Redefinindo a sub-representação na neurociência mundial
Mudar o foco das iniciativas de equidade das categorias identitárias para as barreiras estruturais pode revelar desafios negligenciados e aumentar o apoio e a participação em todo o mundo.
O artigo "Redefinindo a sub-representação na neurociência mundial" discute a necessidade de uma abordagem mais holística para definir a sub-representação na neurociência global. Embora as categorias demográficas tradicionais, como gênero, raça, etnia, deficiência e origem socioeconômica, tenham contribuído para aumentar a participação, elas não abordam as barreiras estruturais que dificultam o progresso de indivíduos marginalizados.

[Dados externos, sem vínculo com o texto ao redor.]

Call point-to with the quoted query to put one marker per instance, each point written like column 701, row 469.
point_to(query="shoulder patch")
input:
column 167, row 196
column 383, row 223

O texto destaca exemplos de pesquisadores enfrentando desafios como apresentar seu trabalho em uma segunda língua, estudantes de pós-graduação sendo a primeira geração da família a ingressar na universidade, e cientistas enfrentando processos complexos de obtenção de visto para participar de conferências. A autora propõe uma definição mais ampla que inclua barreiras como desvantagens cumulativas enfrentadas por profissionais LGBTQIA+, restrições de visto e mobilidade, carga invisível do cuidado de familiares, deslocamento forçado, ser a primeira pessoa da família a ingressar na universidade, fluência em inglês como língua não nativa e atuar em países com infraestrutura de pesquisa cronicamente precária.